From an article by Phil Lawyer on How the Boston archdiocese helped bring contraception to Massachusetts
… In 1965, as the state legislature discussed the repeal of the contraceptive ban, Cardinal Cushing said that he personally opposed the use of contraceptives. But he added, significantly: “I am also convinced that I should not impose my position—moral beliefs or religious beliefs—on those of other faiths.” To legislators weighing the merits of the bill, he said: “If your constituents want this legislation, vote for it.”
Thus did the leader of Boston’s Church signal an end to any active Catholic opposition to legalized sale of contraceptives. But the Boston College Magazine article reveals that the archdiocese had begun quietly planning for a change in the law even before Dukakis introduced his formal bid for repeal.
In 1963, the article reports, Cardinal Cushing was a guest on a radio call-in show. One caller asked the cardinal about his stance on the contraceptive ban, and he replied: “I have no right to impose my thinking, which is rooted in religious thought, on those who do not think as I do.”
At the time of that broadcast, listeners in the Boston area did not know the identity of the woman who called in with the question that drew that response. But now, thanks to Boston College Magazine, we know that it was Hazel Sagoff, the executive director of Planned Parenthood. There is reason to believe that both Sagoff’s call and the cardinal’s response had been arranged in advance. Prior to the show, Sagoff had been conferring with Msgr. Francis Lally, the editor of the archdiocesan newspaper, The Pilot, and a trusted adviser to Cardinal Cushing. Sagoff had said that a bid to repeal the contraceptive ban was doomed to fail, unless legislators were confident that the cardinal would not fight the measure. Msgr. Lally had indicated that he favored an end to the ban—although he hoped that the courts would settle the issue, making legislative action unnecessary.

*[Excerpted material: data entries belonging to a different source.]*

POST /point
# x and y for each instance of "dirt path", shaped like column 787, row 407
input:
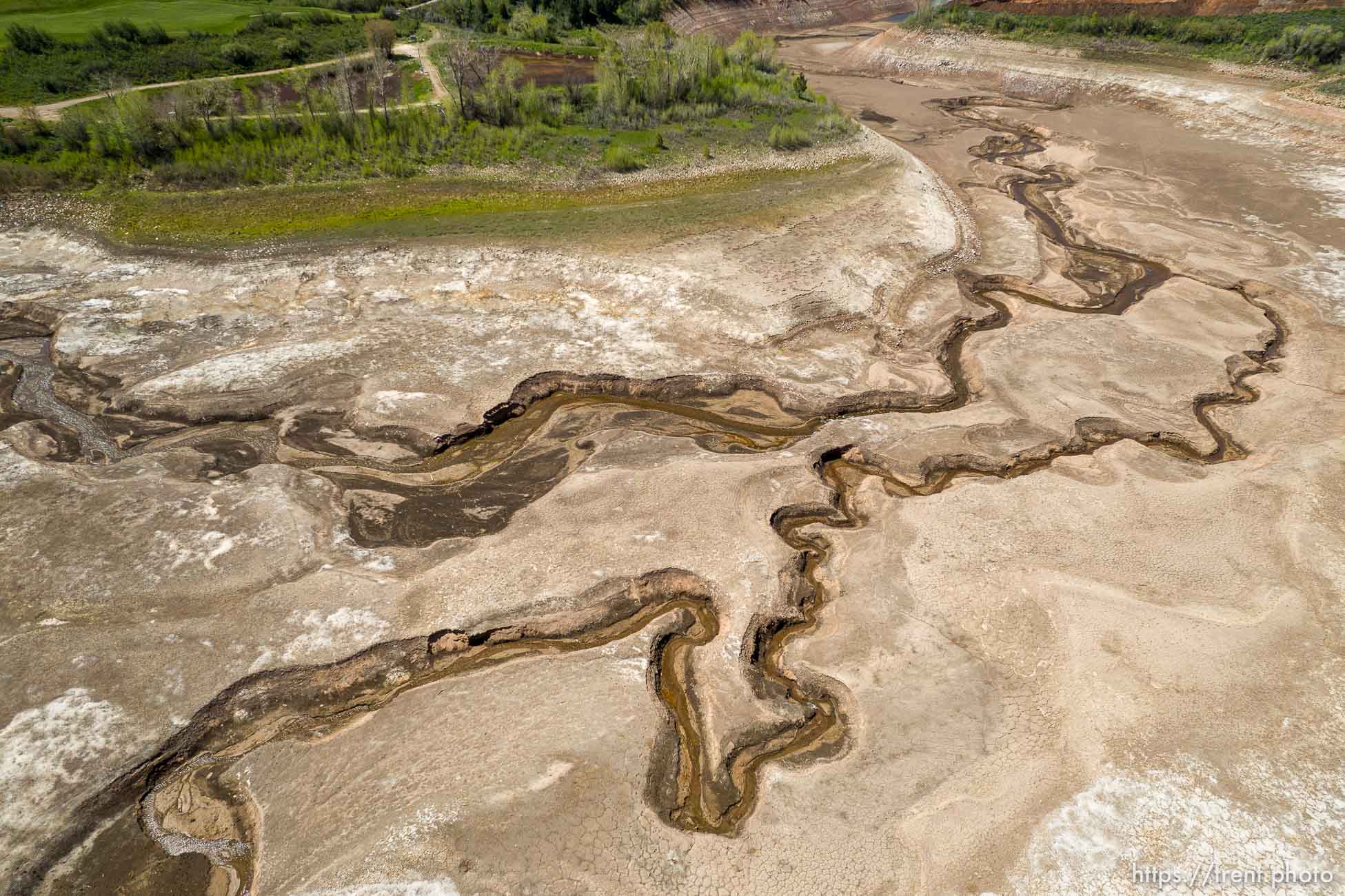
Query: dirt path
column 52, row 111
column 417, row 52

Thus in the early 1960s, Planned Parenthood was coordinating plans with the Boston archdiocese to ease the way toward legal acceptance of contraception. When Dukakis introduced the repeal bid in 1965, the Catholic journalists at the Pilot received a memo instructing them not to comment on the legislation, “lest we stir up trouble with the Planned Parenthood people who have also pledged their ‘cooperation by silence.’”
“I have no right to impose my thinking, which is rooted in religious thought, on those who do not think as I do.”
Now I am just a armchair pundit and also just another Catholic convert who most of my life ignored theology and philosophy totally. But a statement like that sends me screaming in its vapidness. Now I can easily imagine this on the lips of many people, but on a Cardinal’s? What the heck happened to the Natural Law, did it get thrown under the bus here? Contraception is not rooted in religious thought, but the Natural Law. While certainly we do have revelation that supports contraception as in intrinsic evil and many statements from the Church the wrongness of contraception can be found by people of good will. Besides the Church does not impose her thinking, but proposes the truth.
Whether the Cardinal actually orchestrated a campaign to show that he would not fight the legalization of contraception in any way is beyond my ken. But his statement surely aided that happening and I just hope he was just a real lousy theologian.
Though there wasn’t much fight by American bishops in regards to the legalization of contraception, or for that matter abortion and the liberalization of divorce laws. This is one reason I am very proud of the way the Filipino bishops have been acting and fighting against attempts to legalize contraception in the Philippines along with the fight against allowing divorce. The American bishops might not have been able to stop or slow down the cultural destruction that occurred from the acceptance of contraception, abortion, and divorce, but as Blessed Mother Teresa said “We are not called to be successful, but faithful.”